The band The Youngsters appears on the back cover and participated in every track, also having a prominent participation of the recording of this album, is the pianist Lafayette.

The album has the songs "Quero que Vá Tudo pro Inferno", one of the biggest success of the singer and also the opening track from this LP, "Lobo Mau", "O Feio", "Mexerico da Candinha", "Pega Ladrão" and "Não é Papo Pra Mim".

in 2007, this album was ranking by the magazine Rolling Stone Brasil as the 85th best Brazilian album of all time.

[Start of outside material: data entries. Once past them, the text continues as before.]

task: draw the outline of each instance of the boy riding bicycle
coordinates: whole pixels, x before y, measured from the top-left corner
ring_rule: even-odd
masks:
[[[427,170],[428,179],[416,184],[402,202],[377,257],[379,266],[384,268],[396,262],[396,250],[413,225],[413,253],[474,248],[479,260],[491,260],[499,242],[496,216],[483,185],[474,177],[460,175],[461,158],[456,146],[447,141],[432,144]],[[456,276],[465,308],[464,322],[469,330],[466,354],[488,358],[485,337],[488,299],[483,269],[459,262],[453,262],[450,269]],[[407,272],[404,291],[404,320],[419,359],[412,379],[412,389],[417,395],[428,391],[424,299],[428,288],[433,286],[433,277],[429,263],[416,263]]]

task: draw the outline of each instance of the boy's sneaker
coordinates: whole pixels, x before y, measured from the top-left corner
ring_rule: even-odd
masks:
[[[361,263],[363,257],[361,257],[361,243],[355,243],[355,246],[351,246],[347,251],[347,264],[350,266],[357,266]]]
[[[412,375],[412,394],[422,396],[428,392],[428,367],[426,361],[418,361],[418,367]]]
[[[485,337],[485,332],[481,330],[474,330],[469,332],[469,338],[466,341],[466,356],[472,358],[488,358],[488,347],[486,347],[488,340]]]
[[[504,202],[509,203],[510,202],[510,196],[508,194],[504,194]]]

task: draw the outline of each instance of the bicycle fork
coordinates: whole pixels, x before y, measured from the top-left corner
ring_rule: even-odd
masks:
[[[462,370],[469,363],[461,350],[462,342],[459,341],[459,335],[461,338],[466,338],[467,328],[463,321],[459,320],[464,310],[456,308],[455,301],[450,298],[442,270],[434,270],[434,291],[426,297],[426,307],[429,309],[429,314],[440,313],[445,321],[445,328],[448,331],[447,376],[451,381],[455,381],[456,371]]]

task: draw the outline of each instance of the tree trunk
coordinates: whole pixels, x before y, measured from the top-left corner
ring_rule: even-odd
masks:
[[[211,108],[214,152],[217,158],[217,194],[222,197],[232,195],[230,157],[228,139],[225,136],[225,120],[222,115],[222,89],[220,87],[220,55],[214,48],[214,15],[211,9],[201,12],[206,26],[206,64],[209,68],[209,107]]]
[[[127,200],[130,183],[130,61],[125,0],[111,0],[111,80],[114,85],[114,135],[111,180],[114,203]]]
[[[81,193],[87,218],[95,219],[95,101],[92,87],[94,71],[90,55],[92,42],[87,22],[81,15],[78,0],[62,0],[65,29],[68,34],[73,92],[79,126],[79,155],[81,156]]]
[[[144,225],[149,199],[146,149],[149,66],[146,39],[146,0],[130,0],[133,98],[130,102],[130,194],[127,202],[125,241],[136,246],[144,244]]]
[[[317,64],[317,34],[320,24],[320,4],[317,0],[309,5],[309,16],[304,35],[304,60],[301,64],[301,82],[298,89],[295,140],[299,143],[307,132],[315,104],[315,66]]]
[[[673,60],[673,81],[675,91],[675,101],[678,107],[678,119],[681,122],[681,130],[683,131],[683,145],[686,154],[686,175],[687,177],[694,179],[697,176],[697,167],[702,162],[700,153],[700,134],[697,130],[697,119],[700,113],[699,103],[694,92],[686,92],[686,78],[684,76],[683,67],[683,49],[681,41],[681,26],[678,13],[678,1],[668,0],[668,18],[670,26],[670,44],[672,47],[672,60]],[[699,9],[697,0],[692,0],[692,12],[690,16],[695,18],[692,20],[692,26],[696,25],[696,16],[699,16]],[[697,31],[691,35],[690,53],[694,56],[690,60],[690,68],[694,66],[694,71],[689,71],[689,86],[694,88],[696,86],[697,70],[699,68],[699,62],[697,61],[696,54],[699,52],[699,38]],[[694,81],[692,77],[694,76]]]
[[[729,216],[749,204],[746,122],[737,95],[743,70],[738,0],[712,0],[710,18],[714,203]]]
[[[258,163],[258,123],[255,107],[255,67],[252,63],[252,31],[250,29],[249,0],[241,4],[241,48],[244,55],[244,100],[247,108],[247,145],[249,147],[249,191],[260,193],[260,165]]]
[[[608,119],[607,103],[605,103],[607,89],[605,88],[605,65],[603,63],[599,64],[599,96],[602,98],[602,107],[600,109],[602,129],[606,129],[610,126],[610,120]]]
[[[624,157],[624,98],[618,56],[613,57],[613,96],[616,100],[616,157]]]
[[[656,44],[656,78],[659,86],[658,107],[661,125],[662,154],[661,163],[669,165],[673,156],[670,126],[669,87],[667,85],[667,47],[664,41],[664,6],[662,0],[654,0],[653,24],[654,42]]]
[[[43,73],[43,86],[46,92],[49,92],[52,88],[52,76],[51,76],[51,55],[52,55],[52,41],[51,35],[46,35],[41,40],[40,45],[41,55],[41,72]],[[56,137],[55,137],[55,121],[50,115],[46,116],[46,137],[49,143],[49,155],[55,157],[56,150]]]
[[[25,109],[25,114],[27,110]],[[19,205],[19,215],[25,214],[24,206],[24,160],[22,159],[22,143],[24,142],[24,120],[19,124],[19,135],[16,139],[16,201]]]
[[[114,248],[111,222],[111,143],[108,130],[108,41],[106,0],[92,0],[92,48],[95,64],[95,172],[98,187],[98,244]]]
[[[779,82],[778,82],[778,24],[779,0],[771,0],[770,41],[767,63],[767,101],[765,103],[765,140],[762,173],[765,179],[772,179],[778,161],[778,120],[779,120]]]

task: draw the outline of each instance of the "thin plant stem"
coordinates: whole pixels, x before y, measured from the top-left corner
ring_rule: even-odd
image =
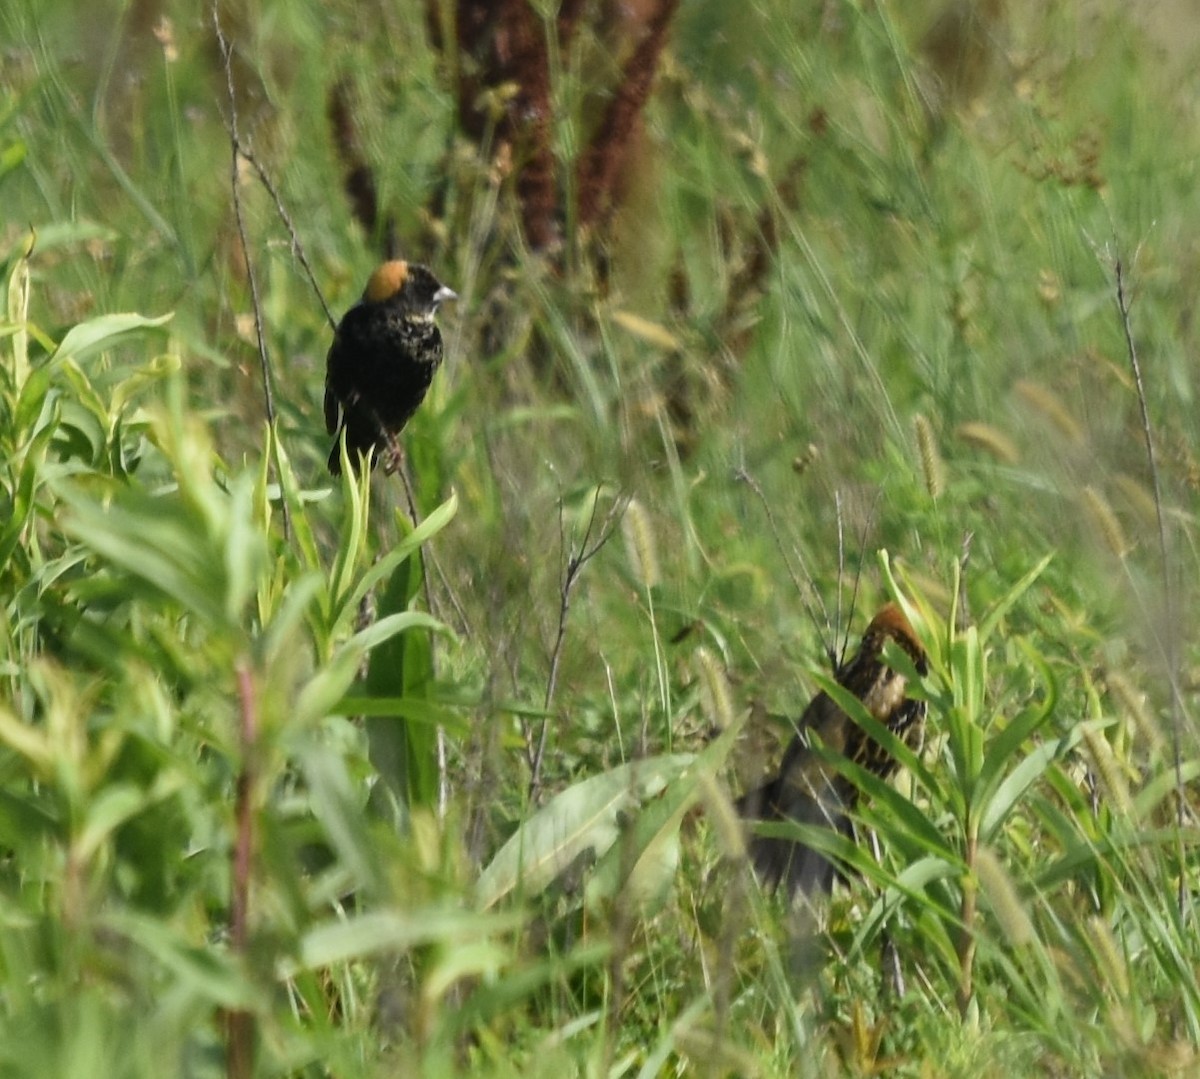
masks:
[[[1142,421],[1142,439],[1146,446],[1146,462],[1150,469],[1150,482],[1154,490],[1154,514],[1158,526],[1158,559],[1159,571],[1162,574],[1163,609],[1166,632],[1157,634],[1159,646],[1167,665],[1167,681],[1171,687],[1171,749],[1175,767],[1175,810],[1176,826],[1182,834],[1185,822],[1185,799],[1183,784],[1183,753],[1181,734],[1183,728],[1183,707],[1179,695],[1178,655],[1175,637],[1175,594],[1171,587],[1171,563],[1167,551],[1167,522],[1163,512],[1162,481],[1158,469],[1158,454],[1154,446],[1154,433],[1150,425],[1150,407],[1146,400],[1146,384],[1142,378],[1142,365],[1138,359],[1137,342],[1133,336],[1133,321],[1130,315],[1129,296],[1125,289],[1125,268],[1120,259],[1115,267],[1117,286],[1117,313],[1121,318],[1121,331],[1125,335],[1125,351],[1129,357],[1129,366],[1133,371],[1134,385],[1137,387],[1138,410]],[[1186,910],[1187,880],[1186,874],[1179,875],[1177,900],[1179,914],[1183,917]]]
[[[241,136],[238,134],[237,95],[233,85],[233,50],[225,31],[221,29],[221,17],[217,6],[213,5],[213,27],[217,34],[217,44],[221,49],[221,59],[225,64],[225,89],[229,95],[229,188],[233,197],[233,216],[237,222],[238,242],[242,245],[242,257],[246,263],[246,280],[250,284],[250,303],[254,309],[254,336],[258,344],[259,371],[262,375],[263,406],[267,414],[267,424],[275,430],[275,392],[273,389],[274,375],[271,371],[271,357],[267,352],[266,335],[263,332],[262,303],[258,294],[258,277],[254,272],[254,260],[250,257],[250,244],[246,238],[246,220],[242,213],[242,197],[238,191],[238,160],[242,157]],[[277,444],[277,443],[276,443]],[[275,451],[278,454],[278,449]],[[279,462],[273,462],[276,476],[279,474]],[[292,515],[286,498],[280,498],[280,509],[283,514],[284,539],[291,541]]]
[[[562,585],[558,594],[558,631],[554,638],[554,648],[550,653],[550,673],[546,678],[546,694],[543,701],[543,710],[546,713],[550,711],[550,705],[554,701],[554,691],[558,686],[558,671],[562,662],[563,646],[567,638],[567,621],[571,613],[571,592],[575,585],[579,583],[580,575],[583,573],[584,567],[600,553],[604,545],[612,537],[613,529],[616,528],[617,522],[620,521],[621,515],[625,512],[625,507],[628,505],[629,499],[626,496],[619,497],[604,517],[604,522],[600,525],[599,532],[593,540],[592,535],[596,530],[596,511],[599,506],[599,491],[596,492],[596,500],[592,503],[592,512],[588,517],[587,528],[584,529],[583,539],[579,546],[571,551],[567,556],[566,567],[563,571]],[[563,529],[563,510],[562,503],[558,507],[558,524],[559,524],[559,542],[561,549],[566,547],[566,535]],[[544,715],[542,717],[541,730],[538,733],[536,746],[531,742],[528,746],[529,752],[529,799],[536,801],[542,781],[542,762],[546,756],[546,741],[550,732],[550,717]]]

in 2013, the album was inducted into the Hall of fame of Grammy Latino.

==Track listing==
Source:

| No. | Title | Writer(s) | Length |
|---|---|---|---|
| 1. | "Quero Que Vá Tudo Pro Inferno" | Roberto Carlos, Erasmo Carlos | 3:58 |
| 2. | "Lobo Mau" (The Wanderer) | Ernest Maresca, Hamilton Di Giorgio | 2:48 |
| 3. | "Coimbra" | José Galhardo, Raul Ferrão | 2:41 |
| 4. | "Sorrindo Pra Mim" | Helena dos Santos | 2:45 |
| 5. | "O Feio" | Renato Barros, Getúlio Côrtes | 2:25 |
| 6. | "O Velho Homem do Mar" | Roberto Rei | 1:55 |
| 7. | "Eu Te Adoro, Meu Amor" | Rossini Pinto | 2:35 |
| 8. | "Pega Ladrão" | Getúlio Côrtes | 2:20 |
| 9. | "Gosto do Jeitinho Dela" | Niquinho, Othon Russo | 2:39 |
| 10. | "Escreva uma Carta, Meu Amor" | Pilombêta, Tito Silva | 2:24 |
| 11. | "Não É Papo pra Mim" | Roberto Carlos, Erasmo Carlos | 2:06 |
| 12. | "Mexerico da Candinha" | Roberto Carlos, Erasmo Carlos | 3:02 |

==Personnel==
- Roberto Carlos: vocals

=== The Youngsters ===
- Carlos Becker (rhythm guitars), Carlos Roberto (lead guitars), Sérgio Becker (saxophone), Jonas (bass) and Romir (drums)
- Background Vocals: The Youngsters
- Lafayette Coelho Varges Limp: keyboard (organ)

==Charts==

year-end chart performance for Jovem Guarda
| Chart (1966) | Peak position |
|---|---|
| Brazil (Nopem) | 1 |

==Certifications==

Certifications for "Jovem Guarda"
| Region | Certification | Certified units/sales |
| Brazil (Pro-Música Brasil) | Diamond | 1,000,000^{‡} |
^{‡} Sales+streaming figures based on certification alone.